According to the Michigan Advance, he described it as a change in style but not substance. “If we want to be the party of the people, we have got to talk like the people.”
This set off a lot of discussion on social media, especially Bluesky, where a lot of folks whose opinions I value seemed taken aback by this. I will admit some of the examples he used are a bit goofy - “justice-involved population” is definitely a term I haven’t heard outside of white papers, and “people experiencing homelessness” is definitely not something I hear outside of conferences and coalition meetings. But there are a lot more examples to think about, and some of them are much less obvious than the supposed shibboleths Beshear noted.
It’s natural for different groups of people to develop their own language. “Marginalized people” has a real and specific meaning to people in the know - it talks about folks who, through no fault of their own, are born into groups or classes of people who don’t have equality of opportunity, despite what we might think or hope. The working poor, immigrants (of all kinds), Black Americans, Latinos, trans people, and so on. People for whom the American Dream is still very real, but who have to work twice as hard to get there.

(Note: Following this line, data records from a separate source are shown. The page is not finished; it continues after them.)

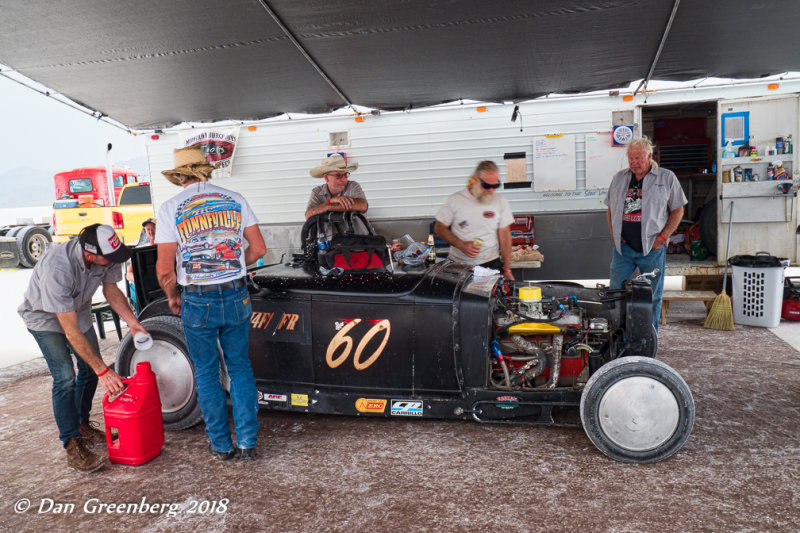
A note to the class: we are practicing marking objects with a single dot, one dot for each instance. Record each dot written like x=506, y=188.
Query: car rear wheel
x=169, y=359
x=637, y=410
x=31, y=244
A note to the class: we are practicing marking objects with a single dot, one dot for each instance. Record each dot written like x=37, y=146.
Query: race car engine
x=546, y=342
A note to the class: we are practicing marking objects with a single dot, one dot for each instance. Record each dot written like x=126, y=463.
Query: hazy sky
x=42, y=133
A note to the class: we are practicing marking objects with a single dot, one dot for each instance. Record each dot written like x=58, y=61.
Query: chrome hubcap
x=639, y=413
x=173, y=373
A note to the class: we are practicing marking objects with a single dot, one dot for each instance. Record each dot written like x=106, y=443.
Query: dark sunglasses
x=488, y=186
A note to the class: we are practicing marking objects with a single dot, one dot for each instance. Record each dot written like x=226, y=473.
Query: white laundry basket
x=757, y=289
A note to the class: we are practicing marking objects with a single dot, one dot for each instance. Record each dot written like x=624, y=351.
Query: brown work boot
x=81, y=458
x=91, y=434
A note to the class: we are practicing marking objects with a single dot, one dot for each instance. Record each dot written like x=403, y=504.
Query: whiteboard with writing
x=602, y=160
x=554, y=163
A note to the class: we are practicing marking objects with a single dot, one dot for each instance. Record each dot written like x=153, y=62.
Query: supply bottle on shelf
x=431, y=259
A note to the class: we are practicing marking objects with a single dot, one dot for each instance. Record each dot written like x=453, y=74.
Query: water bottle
x=431, y=259
x=322, y=241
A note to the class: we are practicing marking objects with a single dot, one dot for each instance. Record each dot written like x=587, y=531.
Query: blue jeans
x=623, y=265
x=72, y=396
x=224, y=316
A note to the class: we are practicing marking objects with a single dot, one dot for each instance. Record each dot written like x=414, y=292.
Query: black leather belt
x=235, y=284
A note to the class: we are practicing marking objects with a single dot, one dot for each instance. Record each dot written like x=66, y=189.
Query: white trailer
x=409, y=162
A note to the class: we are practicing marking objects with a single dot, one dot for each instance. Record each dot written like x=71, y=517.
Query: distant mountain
x=27, y=187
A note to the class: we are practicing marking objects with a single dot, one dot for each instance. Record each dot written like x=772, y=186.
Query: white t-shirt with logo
x=208, y=224
x=469, y=219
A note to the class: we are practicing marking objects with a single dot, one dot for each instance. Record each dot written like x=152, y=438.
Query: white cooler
x=757, y=289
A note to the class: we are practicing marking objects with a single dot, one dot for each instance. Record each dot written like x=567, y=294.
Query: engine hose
x=555, y=366
x=531, y=348
x=506, y=377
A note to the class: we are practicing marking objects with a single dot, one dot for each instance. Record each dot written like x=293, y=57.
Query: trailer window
x=80, y=185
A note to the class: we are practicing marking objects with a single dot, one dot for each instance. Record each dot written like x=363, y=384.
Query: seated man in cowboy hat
x=211, y=234
x=337, y=193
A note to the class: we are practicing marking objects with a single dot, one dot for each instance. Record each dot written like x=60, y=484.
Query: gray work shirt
x=60, y=283
x=321, y=194
x=661, y=193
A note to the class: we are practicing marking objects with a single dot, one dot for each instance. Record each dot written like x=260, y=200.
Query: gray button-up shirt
x=661, y=193
x=60, y=283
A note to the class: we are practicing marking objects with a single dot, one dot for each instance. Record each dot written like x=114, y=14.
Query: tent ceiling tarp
x=155, y=63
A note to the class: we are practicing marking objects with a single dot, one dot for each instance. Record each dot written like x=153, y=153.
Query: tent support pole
x=660, y=46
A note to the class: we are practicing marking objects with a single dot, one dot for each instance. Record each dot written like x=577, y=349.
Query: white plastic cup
x=142, y=341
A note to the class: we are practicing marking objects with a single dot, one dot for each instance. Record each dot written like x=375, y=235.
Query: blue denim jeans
x=220, y=316
x=623, y=265
x=72, y=395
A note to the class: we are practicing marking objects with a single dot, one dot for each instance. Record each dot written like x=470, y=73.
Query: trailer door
x=764, y=217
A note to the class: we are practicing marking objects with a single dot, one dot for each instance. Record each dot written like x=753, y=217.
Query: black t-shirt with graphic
x=632, y=215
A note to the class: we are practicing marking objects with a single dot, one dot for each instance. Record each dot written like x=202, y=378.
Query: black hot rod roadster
x=439, y=342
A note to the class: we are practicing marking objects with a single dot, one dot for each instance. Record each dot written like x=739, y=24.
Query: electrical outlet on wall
x=338, y=138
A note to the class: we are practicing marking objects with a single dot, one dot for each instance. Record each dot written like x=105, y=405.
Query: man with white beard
x=476, y=222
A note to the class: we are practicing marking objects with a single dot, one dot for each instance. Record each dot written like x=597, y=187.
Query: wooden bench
x=706, y=297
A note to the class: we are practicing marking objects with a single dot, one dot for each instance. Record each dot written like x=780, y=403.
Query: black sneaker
x=246, y=453
x=222, y=456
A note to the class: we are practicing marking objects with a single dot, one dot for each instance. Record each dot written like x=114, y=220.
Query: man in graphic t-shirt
x=645, y=205
x=476, y=222
x=211, y=235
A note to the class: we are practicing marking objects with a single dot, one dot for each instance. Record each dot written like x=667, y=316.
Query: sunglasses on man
x=488, y=186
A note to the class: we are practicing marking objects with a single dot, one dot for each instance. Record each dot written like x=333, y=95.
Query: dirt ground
x=739, y=470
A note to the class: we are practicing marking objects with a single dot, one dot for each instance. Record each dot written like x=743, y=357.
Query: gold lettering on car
x=288, y=321
x=343, y=340
x=260, y=320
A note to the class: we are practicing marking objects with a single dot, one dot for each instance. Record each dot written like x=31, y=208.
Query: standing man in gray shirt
x=645, y=205
x=57, y=312
x=337, y=193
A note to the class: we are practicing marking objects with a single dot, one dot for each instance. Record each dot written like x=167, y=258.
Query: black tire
x=652, y=343
x=31, y=244
x=708, y=227
x=174, y=370
x=637, y=410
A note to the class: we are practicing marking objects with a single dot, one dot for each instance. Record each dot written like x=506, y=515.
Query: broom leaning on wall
x=721, y=314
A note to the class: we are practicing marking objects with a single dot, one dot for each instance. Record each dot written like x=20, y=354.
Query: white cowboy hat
x=333, y=163
x=190, y=161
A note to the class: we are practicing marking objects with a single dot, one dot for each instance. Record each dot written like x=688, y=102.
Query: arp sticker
x=507, y=402
x=364, y=405
x=265, y=397
x=300, y=400
x=406, y=408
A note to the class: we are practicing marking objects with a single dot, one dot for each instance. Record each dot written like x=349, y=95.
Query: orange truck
x=82, y=198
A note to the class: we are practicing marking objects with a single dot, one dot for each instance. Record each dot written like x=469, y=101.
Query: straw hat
x=333, y=163
x=190, y=161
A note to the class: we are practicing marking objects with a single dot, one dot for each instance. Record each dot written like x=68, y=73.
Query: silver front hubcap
x=639, y=413
x=173, y=373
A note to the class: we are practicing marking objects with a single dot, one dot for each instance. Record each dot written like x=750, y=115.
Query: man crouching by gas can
x=57, y=312
x=203, y=228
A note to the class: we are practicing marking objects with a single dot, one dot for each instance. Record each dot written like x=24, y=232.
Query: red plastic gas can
x=134, y=429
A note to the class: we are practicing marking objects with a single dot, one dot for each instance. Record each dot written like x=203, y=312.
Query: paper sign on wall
x=554, y=163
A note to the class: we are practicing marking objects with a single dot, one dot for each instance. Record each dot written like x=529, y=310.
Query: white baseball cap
x=102, y=240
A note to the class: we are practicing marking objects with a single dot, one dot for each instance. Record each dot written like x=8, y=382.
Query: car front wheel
x=169, y=359
x=637, y=410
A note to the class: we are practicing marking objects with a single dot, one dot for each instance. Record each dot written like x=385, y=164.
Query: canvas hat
x=102, y=240
x=333, y=163
x=190, y=161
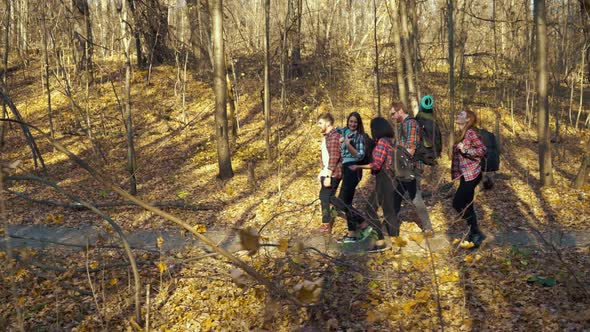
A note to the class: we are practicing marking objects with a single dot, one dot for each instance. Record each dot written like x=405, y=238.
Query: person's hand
x=461, y=146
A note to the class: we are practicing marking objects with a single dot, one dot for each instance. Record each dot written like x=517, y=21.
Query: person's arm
x=474, y=147
x=412, y=136
x=379, y=157
x=358, y=151
x=333, y=145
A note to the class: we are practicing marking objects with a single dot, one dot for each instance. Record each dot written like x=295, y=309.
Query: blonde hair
x=471, y=123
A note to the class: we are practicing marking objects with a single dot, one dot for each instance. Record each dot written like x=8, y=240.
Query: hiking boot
x=477, y=238
x=325, y=229
x=348, y=239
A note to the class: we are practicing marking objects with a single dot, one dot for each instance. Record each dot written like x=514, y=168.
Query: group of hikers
x=397, y=158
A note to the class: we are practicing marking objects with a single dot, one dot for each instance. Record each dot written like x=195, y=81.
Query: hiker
x=467, y=154
x=352, y=149
x=408, y=136
x=331, y=172
x=382, y=196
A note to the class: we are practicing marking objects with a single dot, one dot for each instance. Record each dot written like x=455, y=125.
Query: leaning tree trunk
x=46, y=71
x=399, y=65
x=131, y=159
x=138, y=52
x=584, y=168
x=376, y=70
x=5, y=66
x=266, y=80
x=220, y=89
x=451, y=30
x=413, y=97
x=545, y=168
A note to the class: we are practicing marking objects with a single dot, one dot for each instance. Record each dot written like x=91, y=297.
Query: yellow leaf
x=466, y=245
x=283, y=245
x=399, y=241
x=94, y=265
x=416, y=237
x=201, y=229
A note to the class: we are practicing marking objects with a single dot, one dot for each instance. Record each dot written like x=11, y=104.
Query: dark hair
x=360, y=127
x=380, y=127
x=326, y=116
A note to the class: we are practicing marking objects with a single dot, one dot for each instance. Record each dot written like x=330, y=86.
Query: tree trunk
x=138, y=52
x=296, y=50
x=451, y=31
x=413, y=97
x=5, y=66
x=584, y=168
x=266, y=79
x=131, y=158
x=220, y=89
x=46, y=69
x=399, y=65
x=543, y=134
x=376, y=69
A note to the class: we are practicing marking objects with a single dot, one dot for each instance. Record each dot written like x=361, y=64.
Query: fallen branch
x=79, y=245
x=271, y=286
x=77, y=206
x=107, y=218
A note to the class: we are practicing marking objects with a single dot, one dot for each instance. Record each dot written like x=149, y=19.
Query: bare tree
x=584, y=168
x=406, y=45
x=545, y=167
x=220, y=89
x=266, y=79
x=399, y=65
x=5, y=66
x=46, y=67
x=126, y=43
x=451, y=32
x=376, y=68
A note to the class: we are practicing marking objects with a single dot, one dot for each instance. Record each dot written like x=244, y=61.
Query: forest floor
x=535, y=285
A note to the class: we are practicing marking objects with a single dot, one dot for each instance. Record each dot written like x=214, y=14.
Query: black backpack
x=369, y=147
x=491, y=161
x=430, y=147
x=403, y=166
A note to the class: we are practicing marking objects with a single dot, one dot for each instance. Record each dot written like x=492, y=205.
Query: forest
x=258, y=165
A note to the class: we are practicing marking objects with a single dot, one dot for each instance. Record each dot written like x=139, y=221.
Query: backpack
x=369, y=147
x=491, y=161
x=402, y=165
x=430, y=147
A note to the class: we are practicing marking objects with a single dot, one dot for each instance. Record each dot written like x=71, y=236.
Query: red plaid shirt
x=466, y=163
x=382, y=155
x=409, y=136
x=333, y=145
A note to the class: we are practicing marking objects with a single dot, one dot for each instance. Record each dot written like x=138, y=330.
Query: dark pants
x=327, y=195
x=382, y=197
x=350, y=180
x=463, y=201
x=411, y=187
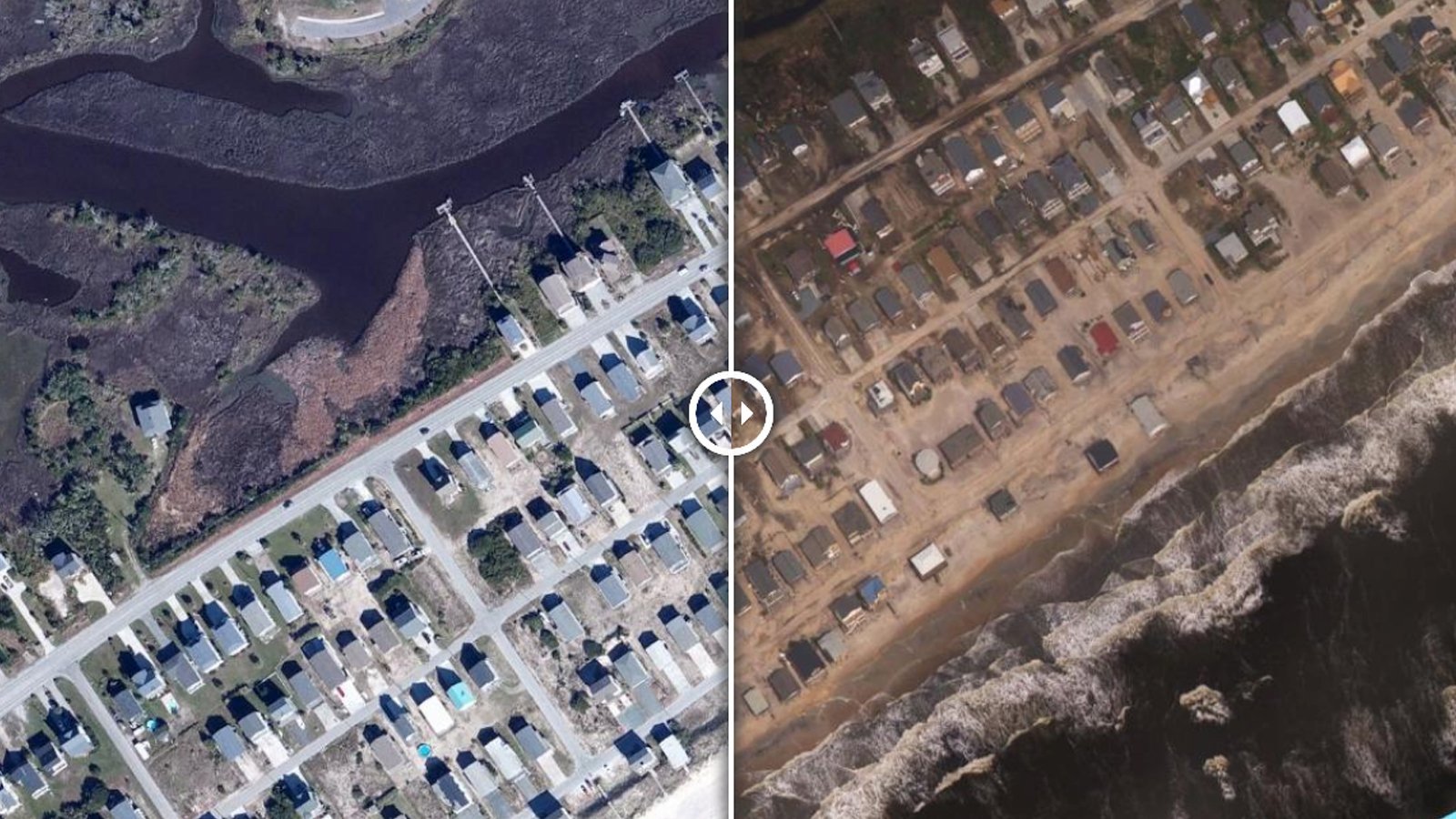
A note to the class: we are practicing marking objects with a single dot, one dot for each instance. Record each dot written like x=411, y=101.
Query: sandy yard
x=1208, y=368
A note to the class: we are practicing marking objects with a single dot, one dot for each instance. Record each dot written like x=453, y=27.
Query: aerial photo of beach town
x=346, y=361
x=1111, y=346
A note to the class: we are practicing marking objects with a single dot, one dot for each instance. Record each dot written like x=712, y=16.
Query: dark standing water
x=349, y=242
x=33, y=283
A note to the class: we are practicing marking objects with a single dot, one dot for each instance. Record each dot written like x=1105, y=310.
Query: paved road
x=915, y=140
x=490, y=625
x=393, y=14
x=121, y=742
x=261, y=525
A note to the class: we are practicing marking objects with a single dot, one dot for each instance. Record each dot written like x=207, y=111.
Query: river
x=349, y=242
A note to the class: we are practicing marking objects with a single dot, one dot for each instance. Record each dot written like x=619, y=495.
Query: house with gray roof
x=602, y=489
x=360, y=550
x=288, y=605
x=229, y=745
x=229, y=637
x=153, y=419
x=177, y=665
x=324, y=663
x=848, y=109
x=703, y=526
x=472, y=465
x=389, y=533
x=609, y=583
x=255, y=615
x=303, y=688
x=664, y=544
x=568, y=629
x=526, y=541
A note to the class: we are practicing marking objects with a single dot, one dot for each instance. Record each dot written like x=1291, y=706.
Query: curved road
x=393, y=14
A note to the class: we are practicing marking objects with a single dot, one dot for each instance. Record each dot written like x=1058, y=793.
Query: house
x=1382, y=79
x=963, y=159
x=1346, y=80
x=255, y=615
x=1021, y=120
x=1228, y=76
x=524, y=538
x=672, y=182
x=1334, y=177
x=953, y=41
x=153, y=419
x=844, y=248
x=1176, y=111
x=1069, y=177
x=382, y=634
x=1198, y=24
x=121, y=806
x=609, y=583
x=408, y=618
x=126, y=707
x=357, y=545
x=177, y=665
x=513, y=334
x=1230, y=248
x=925, y=57
x=1398, y=53
x=703, y=528
x=1307, y=25
x=198, y=647
x=288, y=605
x=1055, y=99
x=1219, y=175
x=1245, y=159
x=873, y=89
x=793, y=138
x=1008, y=11
x=1296, y=123
x=1382, y=143
x=706, y=179
x=848, y=109
x=873, y=219
x=448, y=789
x=1356, y=153
x=1149, y=128
x=1261, y=225
x=69, y=732
x=1416, y=116
x=934, y=171
x=1114, y=80
x=1276, y=35
x=1043, y=196
x=229, y=745
x=557, y=295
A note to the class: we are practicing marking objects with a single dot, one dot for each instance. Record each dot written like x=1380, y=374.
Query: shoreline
x=925, y=640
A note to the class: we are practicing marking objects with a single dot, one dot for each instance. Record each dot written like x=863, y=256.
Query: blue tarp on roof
x=460, y=695
x=332, y=564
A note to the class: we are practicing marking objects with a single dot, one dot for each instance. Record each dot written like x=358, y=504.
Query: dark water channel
x=349, y=242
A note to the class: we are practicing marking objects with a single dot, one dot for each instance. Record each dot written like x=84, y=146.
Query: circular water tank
x=928, y=462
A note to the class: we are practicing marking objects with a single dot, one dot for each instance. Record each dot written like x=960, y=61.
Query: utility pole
x=682, y=77
x=630, y=109
x=531, y=186
x=448, y=210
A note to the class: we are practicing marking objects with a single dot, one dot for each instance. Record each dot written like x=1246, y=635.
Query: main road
x=153, y=592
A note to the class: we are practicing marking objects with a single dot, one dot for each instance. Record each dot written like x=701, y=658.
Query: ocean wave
x=1191, y=560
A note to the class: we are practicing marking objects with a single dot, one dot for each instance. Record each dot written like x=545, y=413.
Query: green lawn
x=458, y=518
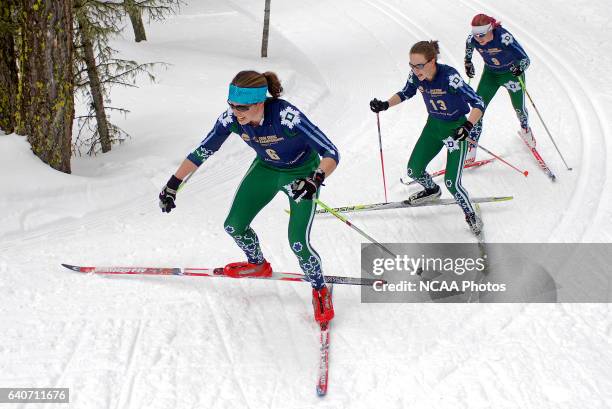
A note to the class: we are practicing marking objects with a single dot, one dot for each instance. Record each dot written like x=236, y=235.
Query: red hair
x=483, y=20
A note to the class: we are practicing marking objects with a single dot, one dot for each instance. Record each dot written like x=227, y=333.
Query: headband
x=247, y=95
x=476, y=30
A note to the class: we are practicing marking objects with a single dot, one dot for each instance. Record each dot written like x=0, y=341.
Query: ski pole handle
x=185, y=181
x=473, y=142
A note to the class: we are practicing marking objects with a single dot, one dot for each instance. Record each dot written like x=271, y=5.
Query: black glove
x=463, y=131
x=516, y=70
x=469, y=69
x=306, y=188
x=168, y=194
x=377, y=106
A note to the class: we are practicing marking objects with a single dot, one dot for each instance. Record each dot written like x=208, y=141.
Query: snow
x=133, y=342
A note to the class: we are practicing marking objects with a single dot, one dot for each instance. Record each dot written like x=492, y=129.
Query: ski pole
x=473, y=142
x=352, y=226
x=543, y=123
x=382, y=161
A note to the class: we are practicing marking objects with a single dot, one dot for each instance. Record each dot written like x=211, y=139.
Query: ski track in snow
x=129, y=342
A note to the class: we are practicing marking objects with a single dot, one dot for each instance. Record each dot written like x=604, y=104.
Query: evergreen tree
x=46, y=81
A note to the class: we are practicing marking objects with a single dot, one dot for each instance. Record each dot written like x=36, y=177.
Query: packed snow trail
x=133, y=342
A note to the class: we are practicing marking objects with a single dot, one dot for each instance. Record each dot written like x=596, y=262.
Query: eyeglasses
x=240, y=108
x=419, y=66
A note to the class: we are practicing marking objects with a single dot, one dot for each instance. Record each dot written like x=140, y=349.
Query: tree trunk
x=264, y=40
x=136, y=19
x=46, y=95
x=8, y=67
x=95, y=87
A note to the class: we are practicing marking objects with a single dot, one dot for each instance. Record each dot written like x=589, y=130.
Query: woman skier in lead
x=505, y=62
x=448, y=99
x=293, y=156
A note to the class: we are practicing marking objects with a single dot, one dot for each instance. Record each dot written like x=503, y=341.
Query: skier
x=505, y=61
x=288, y=149
x=448, y=99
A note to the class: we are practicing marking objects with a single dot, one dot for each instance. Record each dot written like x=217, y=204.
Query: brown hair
x=429, y=49
x=253, y=79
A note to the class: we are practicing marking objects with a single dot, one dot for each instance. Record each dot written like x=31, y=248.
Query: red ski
x=475, y=164
x=214, y=272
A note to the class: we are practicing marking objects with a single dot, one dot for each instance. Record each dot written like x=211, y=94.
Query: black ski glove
x=469, y=69
x=306, y=188
x=463, y=131
x=516, y=70
x=168, y=194
x=377, y=105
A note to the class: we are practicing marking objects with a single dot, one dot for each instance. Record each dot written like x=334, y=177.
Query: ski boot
x=246, y=269
x=527, y=137
x=474, y=222
x=425, y=196
x=322, y=304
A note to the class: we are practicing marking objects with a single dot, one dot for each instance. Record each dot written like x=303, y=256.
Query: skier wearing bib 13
x=448, y=99
x=293, y=156
x=505, y=62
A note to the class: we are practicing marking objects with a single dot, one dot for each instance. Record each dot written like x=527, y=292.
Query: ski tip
x=70, y=267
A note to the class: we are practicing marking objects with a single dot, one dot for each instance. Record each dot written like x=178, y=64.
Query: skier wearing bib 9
x=505, y=62
x=292, y=155
x=448, y=99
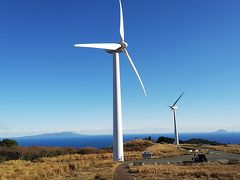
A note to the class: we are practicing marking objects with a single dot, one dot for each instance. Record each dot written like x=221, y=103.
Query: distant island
x=54, y=135
x=221, y=131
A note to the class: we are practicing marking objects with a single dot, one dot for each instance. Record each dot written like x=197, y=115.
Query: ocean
x=101, y=141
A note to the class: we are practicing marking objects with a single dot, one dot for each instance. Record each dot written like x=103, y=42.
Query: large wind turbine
x=173, y=108
x=115, y=49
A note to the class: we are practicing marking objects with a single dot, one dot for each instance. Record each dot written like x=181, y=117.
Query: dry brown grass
x=194, y=171
x=73, y=166
x=158, y=150
x=165, y=150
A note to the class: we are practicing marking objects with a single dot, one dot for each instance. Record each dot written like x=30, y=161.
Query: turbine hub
x=124, y=44
x=174, y=107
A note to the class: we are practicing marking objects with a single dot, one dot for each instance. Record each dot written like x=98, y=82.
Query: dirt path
x=121, y=173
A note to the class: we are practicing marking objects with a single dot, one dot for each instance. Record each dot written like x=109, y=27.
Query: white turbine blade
x=121, y=22
x=177, y=99
x=134, y=68
x=106, y=46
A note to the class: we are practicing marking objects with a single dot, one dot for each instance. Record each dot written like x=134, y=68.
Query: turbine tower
x=115, y=49
x=174, y=108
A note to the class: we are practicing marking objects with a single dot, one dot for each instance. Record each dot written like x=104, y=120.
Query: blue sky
x=47, y=85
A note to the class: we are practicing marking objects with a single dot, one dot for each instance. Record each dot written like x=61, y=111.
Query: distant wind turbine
x=174, y=108
x=115, y=49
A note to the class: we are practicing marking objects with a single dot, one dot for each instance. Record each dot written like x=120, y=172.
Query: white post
x=117, y=111
x=175, y=127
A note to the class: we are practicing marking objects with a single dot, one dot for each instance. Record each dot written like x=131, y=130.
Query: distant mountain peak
x=221, y=131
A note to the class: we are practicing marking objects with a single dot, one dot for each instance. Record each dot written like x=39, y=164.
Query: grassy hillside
x=193, y=171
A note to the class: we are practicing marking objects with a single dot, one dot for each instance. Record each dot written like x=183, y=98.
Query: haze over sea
x=101, y=141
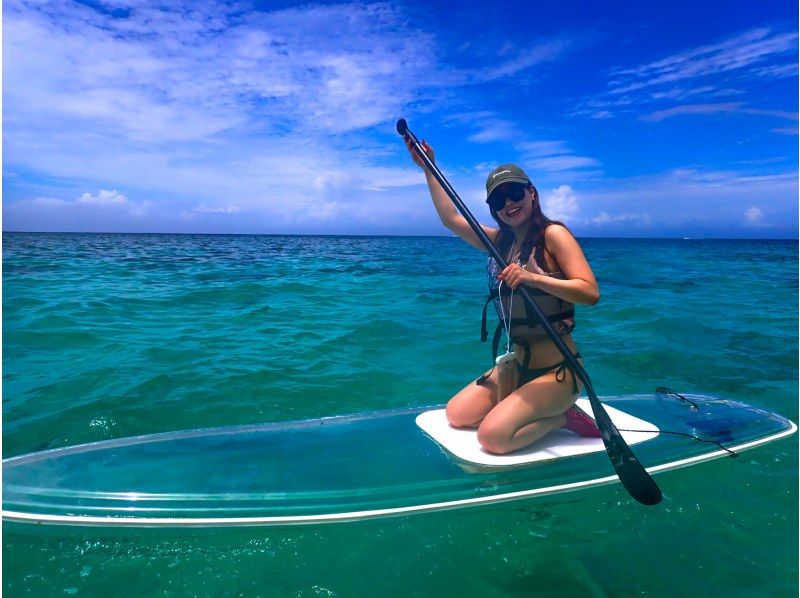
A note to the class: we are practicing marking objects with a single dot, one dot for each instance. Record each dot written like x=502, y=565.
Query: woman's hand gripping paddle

But when I used to talk about “marginalized groups” with folks outside of the progressive ecosystem, it takes them a beat to figure it out - and in that beat they can form all kinds of ideas based on things they’ve heard.
I’ve had the privilege of working in the progressive movement for about a decade now, having gotten my start shortly before Donald Trump rode down his golden escalator and made all our lives hell. In that time, I’ve gone from being a learner to a leader, and one of the things I constantly remind folks about is that the audience - who they are, what they are thinking, what they want - has to be at the forefront of your mind at all times. If you’re trying to win the heart of a Midwestern mom by sharing the story of a young trans person fighting to survive, you had better mirror the language of those moms, because it’s a bumpy road persuading people and you shouldn’t add more bumps if you can avoid it. We should - as advocates - be making every effort to meet folks where they are. That means using the language they use. The rest comes later.
That’s what Beshear is saying, and he’s a hundred percent right. It’s how he’s won election and re-election in a state that broke for Donald Trump by a huge margin in 2016, 2020, and 2024. And how he did it all while vetoing nearly every anti-trans bill sent to his desk. He talks like the people he’s speaking to the most - the Kentuckians whose votes he has earned - and it’s why people trust him. We should learn the lesson.